You're not limited by your preferences-- You are strengthened by them, on your own. Having a dual around is just pleasant, because you feel understood. But, you can be understood by anyone, dual or not. And, being around people that make you happy, tends to make you healthier, and more improved as an individual _anyway_.


----------



## Raiza1990 (Mar 30, 2017)

So, you´re saying that our use of IM can not be improved (with out without dual)?


----------



## Word Dispenser (May 18, 2012)

Raiza1990 said:


> So, you´re saying that our use of IM can not be improved (with out without dual)?


Cognitive functions aren't skills you improve at. You strengthen _yourself _over time, with experience, and practice. You control your growth by your focus.

What do you hope to achieve in life? What do you want to be better at, really?

Cognitive functions are just the motivations for our behaviour. The outline of our experiences, interests, and how we've developed to the current point.


----------



## Raiza1990 (Mar 30, 2017)

Word Dispenser said:


> Cognitive functions aren't skills you improve at. You strengthen _yourself _over time, with experience, and practice. You control your growth by your focus.
> 
> What do you hope to achieve in life? What do you want to be better at, really?
> 
> Cognitive functions are just the motivations for our behaviour. The outline of our experiences, interests, and how we've developed to the current point.


I get your point, but i still wanna know if duality has an effect on the IM. maybe i could have phrased it better, let´s try:

You´re an ILE right? what i wanna know is if being in close psychological distance with an SEI, and getting 4D Si from him, made you think differently about your Ne? realize something about it that you didin´t before? if yes, did it also had an effect on your 1D Si?


----------



## Word Dispenser (May 18, 2012)

Raiza1990 said:


> I get your point, but i still wanna know if duality has an effect on the IM. maybe i could have phrased it better, let´s try:
> 
> You´re an ILE right? what i wanna know is if being in close psychological distance with an SEI, and getting 4D Si from him, made you think differently about your Ne? realize something about it that you didin´t before? if yes, did it also had an effect on your 1D Si?

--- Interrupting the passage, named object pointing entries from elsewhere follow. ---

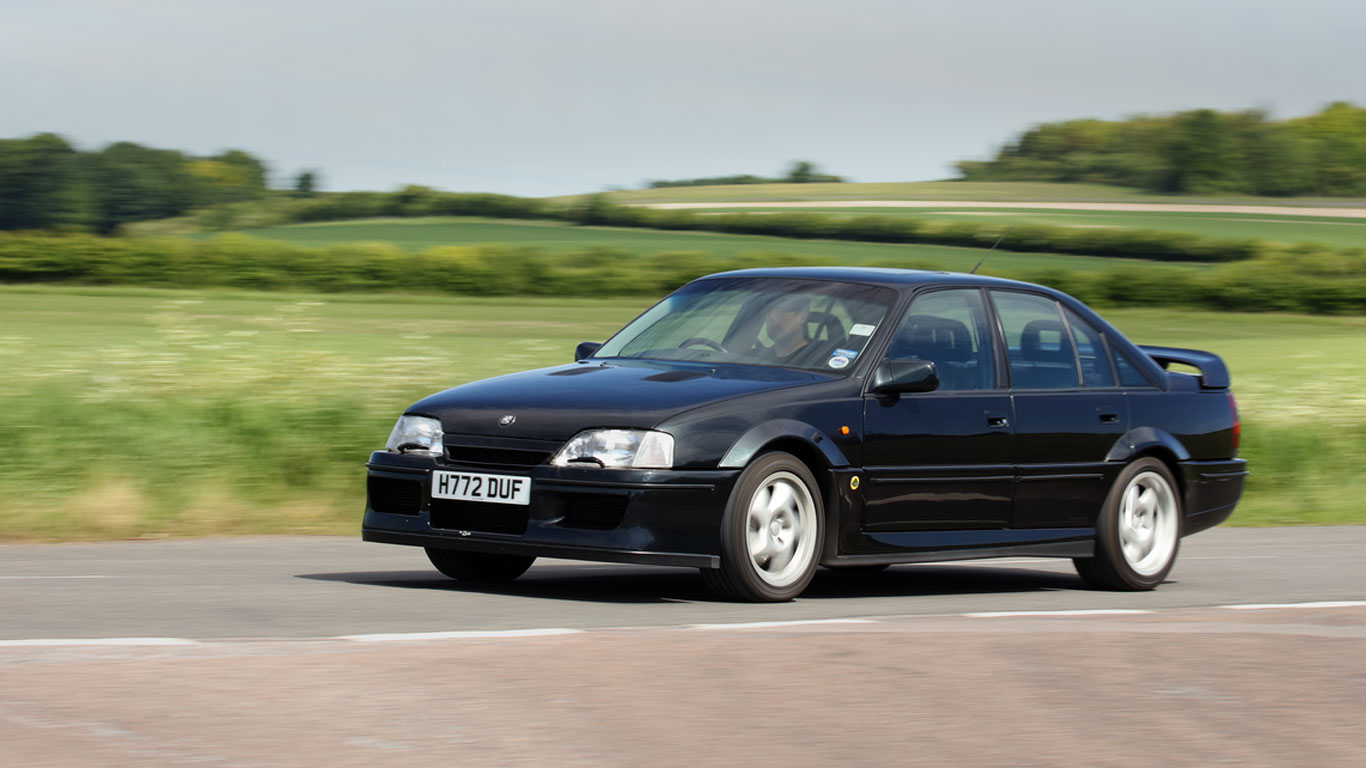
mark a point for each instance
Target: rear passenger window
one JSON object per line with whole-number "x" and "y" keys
{"x": 1090, "y": 351}
{"x": 1040, "y": 347}
{"x": 1128, "y": 373}
{"x": 950, "y": 330}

Hmm... I don't really think about my cognitive functions actively. I've tried doing it in the past, but it's more conjecture. "I think this way because (insert cognitive function here)" doesn't seem to fit. It doesn't seem conclusive. Mostly because, objectively speaking, no one seems to agree on it. It seems more opinion than anything.

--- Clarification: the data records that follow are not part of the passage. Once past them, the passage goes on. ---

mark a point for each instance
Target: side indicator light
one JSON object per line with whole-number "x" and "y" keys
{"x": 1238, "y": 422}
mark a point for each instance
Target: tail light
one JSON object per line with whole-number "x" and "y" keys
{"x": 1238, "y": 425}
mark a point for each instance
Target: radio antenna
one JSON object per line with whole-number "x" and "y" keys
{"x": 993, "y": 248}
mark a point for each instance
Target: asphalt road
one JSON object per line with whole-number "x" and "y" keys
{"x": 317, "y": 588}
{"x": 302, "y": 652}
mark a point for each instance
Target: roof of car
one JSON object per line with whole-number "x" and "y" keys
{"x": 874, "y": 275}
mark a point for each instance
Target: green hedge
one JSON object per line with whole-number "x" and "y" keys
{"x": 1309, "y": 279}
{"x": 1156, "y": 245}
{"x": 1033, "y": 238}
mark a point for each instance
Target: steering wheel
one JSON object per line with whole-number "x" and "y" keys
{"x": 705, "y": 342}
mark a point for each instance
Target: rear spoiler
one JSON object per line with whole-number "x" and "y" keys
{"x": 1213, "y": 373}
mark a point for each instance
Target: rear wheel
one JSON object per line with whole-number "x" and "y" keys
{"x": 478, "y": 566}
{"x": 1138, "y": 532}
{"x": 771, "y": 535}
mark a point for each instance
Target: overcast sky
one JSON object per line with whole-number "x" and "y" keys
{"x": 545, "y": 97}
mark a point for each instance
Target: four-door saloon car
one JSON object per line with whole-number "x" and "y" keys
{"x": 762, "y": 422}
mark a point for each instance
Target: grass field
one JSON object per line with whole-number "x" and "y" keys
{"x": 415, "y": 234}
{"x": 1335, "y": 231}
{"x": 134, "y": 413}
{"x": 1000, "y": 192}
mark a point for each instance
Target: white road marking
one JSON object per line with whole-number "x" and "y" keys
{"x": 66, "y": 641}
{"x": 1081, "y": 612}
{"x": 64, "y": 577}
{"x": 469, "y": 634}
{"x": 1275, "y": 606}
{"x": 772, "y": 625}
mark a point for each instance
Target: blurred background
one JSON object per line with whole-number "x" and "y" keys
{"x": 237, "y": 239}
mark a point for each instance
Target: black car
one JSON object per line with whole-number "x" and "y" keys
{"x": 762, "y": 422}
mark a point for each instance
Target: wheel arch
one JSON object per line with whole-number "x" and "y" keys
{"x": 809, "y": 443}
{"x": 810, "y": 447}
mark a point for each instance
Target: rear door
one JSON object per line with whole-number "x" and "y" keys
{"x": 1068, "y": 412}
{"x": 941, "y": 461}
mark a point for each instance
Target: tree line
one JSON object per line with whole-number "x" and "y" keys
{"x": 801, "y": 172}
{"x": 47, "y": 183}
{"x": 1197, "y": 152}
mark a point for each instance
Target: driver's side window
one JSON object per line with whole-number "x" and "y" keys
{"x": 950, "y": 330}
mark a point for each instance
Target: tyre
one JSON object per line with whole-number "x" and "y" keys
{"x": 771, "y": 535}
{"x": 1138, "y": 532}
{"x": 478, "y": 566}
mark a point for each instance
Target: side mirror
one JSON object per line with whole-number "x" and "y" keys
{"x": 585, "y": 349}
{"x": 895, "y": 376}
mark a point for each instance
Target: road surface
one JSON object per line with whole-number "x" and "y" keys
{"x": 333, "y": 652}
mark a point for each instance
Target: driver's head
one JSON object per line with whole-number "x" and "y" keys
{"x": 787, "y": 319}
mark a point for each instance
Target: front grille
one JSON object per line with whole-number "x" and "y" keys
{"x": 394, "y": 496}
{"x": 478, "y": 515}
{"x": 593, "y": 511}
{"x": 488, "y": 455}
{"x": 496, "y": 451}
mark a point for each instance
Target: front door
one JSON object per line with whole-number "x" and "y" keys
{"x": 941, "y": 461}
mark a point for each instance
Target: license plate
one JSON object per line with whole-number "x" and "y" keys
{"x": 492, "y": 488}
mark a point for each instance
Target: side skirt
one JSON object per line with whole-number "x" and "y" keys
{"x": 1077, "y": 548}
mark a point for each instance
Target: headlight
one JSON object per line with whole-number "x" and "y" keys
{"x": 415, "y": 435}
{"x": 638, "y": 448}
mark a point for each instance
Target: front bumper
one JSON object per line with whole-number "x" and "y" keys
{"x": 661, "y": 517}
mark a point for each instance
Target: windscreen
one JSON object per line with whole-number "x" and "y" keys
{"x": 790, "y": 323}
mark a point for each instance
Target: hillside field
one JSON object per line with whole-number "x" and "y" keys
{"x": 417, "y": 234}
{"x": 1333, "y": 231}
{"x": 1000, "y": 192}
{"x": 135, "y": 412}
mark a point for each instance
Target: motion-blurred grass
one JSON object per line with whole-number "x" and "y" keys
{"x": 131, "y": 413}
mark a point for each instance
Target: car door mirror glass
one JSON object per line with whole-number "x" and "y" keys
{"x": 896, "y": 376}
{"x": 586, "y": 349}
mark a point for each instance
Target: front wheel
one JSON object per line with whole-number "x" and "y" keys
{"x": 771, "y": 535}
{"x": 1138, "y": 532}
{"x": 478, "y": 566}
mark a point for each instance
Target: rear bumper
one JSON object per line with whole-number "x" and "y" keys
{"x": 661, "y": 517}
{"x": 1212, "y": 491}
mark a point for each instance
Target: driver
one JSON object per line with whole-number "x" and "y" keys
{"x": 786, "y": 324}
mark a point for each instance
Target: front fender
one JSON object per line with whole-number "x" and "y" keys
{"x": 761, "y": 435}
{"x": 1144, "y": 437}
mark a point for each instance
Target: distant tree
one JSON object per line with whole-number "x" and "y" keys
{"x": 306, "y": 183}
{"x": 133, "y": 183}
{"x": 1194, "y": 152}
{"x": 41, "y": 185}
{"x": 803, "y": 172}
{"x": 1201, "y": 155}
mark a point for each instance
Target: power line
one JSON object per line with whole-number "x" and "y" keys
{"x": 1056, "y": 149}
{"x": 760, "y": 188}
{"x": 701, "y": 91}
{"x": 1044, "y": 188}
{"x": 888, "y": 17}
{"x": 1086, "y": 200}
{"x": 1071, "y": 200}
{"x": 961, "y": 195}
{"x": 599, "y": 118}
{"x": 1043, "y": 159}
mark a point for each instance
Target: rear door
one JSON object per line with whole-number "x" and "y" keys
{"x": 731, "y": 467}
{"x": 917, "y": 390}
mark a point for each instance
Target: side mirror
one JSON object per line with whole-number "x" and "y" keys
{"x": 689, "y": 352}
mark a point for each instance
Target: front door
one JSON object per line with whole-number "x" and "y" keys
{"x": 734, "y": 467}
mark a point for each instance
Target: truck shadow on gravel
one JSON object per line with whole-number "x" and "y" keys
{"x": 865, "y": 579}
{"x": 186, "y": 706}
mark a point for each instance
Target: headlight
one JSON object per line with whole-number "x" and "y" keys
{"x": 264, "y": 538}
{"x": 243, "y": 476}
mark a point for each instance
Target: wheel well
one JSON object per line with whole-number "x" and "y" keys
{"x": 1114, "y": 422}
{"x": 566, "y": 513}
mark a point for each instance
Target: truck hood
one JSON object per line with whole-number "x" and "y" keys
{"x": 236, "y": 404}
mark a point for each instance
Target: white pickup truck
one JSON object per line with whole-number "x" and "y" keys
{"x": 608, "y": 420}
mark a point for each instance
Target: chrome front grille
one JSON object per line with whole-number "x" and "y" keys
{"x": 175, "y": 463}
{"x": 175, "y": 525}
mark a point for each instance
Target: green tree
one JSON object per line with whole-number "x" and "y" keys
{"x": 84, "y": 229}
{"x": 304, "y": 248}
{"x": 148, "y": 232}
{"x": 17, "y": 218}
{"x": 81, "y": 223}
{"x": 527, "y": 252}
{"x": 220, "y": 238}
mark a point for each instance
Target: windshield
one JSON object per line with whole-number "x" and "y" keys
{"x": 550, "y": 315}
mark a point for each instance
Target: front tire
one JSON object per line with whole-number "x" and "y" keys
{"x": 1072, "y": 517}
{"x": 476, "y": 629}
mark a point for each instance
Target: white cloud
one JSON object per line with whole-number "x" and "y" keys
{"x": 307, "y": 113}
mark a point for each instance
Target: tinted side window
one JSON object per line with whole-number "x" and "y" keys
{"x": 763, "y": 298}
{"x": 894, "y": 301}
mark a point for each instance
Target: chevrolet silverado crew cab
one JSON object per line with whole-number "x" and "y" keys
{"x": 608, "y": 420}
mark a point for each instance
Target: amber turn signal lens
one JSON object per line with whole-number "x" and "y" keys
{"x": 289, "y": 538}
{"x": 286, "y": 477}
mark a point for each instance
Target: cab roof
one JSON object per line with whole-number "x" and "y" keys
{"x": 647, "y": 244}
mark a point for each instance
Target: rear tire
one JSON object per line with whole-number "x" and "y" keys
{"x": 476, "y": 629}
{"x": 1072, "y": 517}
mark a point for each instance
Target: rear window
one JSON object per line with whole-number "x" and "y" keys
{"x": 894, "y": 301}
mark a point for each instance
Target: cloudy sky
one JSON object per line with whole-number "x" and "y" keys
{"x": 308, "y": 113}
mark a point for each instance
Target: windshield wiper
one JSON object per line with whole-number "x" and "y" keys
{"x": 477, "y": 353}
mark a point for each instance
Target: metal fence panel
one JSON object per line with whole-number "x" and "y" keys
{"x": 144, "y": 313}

I'll try to answer your question in what I _do _notice, though, with my partner. As I said, I don't know if he's my dual or not, but: Mostly, I find it a relief. Easy to be with. Happy. I can have long conversations that are enjoyable, without fear or reprimand or real conflict. Everything is light, but there's positive emotions shared and moods. I feel... INTENSE COMFORT xD. Which, I guess, is the ultimate ENTP thing, and why Si dual-seeking. Physical interaction is electric and just _feels good_. Nobody points fingers with chores-- Nothing is obligation, everything is fluid. 

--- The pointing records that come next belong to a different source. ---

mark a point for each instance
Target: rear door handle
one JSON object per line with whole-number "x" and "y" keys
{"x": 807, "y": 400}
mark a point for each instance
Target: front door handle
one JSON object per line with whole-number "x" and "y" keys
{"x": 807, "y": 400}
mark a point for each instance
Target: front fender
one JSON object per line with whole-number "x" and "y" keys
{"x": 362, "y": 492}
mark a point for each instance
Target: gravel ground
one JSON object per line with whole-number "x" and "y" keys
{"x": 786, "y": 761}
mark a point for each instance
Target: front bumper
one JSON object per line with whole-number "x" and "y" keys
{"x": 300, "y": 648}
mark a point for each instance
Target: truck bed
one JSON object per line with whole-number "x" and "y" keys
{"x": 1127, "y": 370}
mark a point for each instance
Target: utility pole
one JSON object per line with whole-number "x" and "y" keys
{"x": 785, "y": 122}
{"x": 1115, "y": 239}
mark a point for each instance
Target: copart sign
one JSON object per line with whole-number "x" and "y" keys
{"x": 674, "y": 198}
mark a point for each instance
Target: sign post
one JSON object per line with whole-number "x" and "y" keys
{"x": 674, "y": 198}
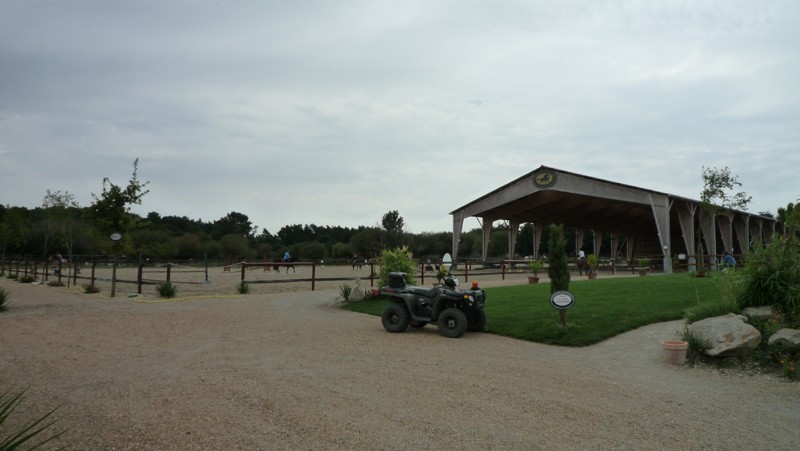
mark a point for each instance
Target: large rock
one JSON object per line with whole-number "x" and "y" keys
{"x": 788, "y": 339}
{"x": 727, "y": 335}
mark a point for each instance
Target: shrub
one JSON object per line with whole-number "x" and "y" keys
{"x": 557, "y": 268}
{"x": 772, "y": 276}
{"x": 592, "y": 261}
{"x": 166, "y": 289}
{"x": 397, "y": 260}
{"x": 345, "y": 290}
{"x": 696, "y": 345}
{"x": 90, "y": 289}
{"x": 3, "y": 298}
{"x": 535, "y": 266}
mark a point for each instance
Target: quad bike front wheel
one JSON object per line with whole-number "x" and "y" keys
{"x": 395, "y": 318}
{"x": 452, "y": 322}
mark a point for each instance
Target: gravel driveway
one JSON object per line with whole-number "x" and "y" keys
{"x": 293, "y": 371}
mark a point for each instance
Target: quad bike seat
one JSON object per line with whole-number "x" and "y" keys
{"x": 423, "y": 291}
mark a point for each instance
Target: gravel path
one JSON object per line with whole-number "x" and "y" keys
{"x": 293, "y": 371}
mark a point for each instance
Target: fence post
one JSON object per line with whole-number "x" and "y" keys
{"x": 371, "y": 274}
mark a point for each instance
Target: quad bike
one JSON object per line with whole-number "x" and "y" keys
{"x": 454, "y": 311}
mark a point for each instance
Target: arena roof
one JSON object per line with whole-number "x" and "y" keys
{"x": 553, "y": 196}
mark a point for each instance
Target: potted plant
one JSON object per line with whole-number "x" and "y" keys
{"x": 644, "y": 266}
{"x": 592, "y": 261}
{"x": 534, "y": 266}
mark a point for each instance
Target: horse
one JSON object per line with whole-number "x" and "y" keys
{"x": 276, "y": 268}
{"x": 582, "y": 265}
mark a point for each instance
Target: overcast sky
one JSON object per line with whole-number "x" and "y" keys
{"x": 336, "y": 112}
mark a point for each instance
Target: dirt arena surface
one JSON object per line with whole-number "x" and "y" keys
{"x": 285, "y": 368}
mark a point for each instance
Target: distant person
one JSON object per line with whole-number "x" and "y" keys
{"x": 728, "y": 261}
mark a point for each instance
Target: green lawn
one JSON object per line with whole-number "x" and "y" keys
{"x": 603, "y": 308}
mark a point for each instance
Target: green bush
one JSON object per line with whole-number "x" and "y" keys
{"x": 772, "y": 276}
{"x": 397, "y": 260}
{"x": 166, "y": 289}
{"x": 345, "y": 290}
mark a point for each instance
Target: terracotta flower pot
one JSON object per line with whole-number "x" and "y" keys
{"x": 674, "y": 351}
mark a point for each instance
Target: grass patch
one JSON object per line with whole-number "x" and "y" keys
{"x": 603, "y": 308}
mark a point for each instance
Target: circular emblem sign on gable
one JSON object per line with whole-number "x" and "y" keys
{"x": 562, "y": 300}
{"x": 544, "y": 179}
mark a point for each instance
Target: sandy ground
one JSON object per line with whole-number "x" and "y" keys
{"x": 285, "y": 368}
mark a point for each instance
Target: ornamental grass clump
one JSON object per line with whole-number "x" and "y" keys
{"x": 17, "y": 438}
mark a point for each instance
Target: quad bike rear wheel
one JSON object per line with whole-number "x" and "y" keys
{"x": 395, "y": 318}
{"x": 452, "y": 322}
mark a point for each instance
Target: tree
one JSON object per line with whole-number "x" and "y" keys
{"x": 112, "y": 206}
{"x": 232, "y": 223}
{"x": 57, "y": 206}
{"x": 557, "y": 268}
{"x": 393, "y": 224}
{"x": 718, "y": 186}
{"x": 366, "y": 242}
{"x": 718, "y": 198}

I beat myself up sometimes, but I feel appreciated and lifted up. It's a great situation. It seems more mood and environment-related than anything. But, I guess because everything is so grand, I'm able to focus more easily on my goals. It's almost like, a big worry has been pushed aside and is no longer a worry any longer-- I'm taken care of in this way. It's great!

I had really begun to think that these sorts of relationships were idealistic at best. Ha, idealism wins again! :kitteh:


----------



## DavidH (Apr 21, 2017)

Casual Deterministic: This is what. This is the explanation for this.
Holographic: This is it. I will only accept this.
Vortical Synthetic: Oh, this. Oh, that. And, here. And, there.
Dialectic: This but not that. That but not this. Both but neither.


----------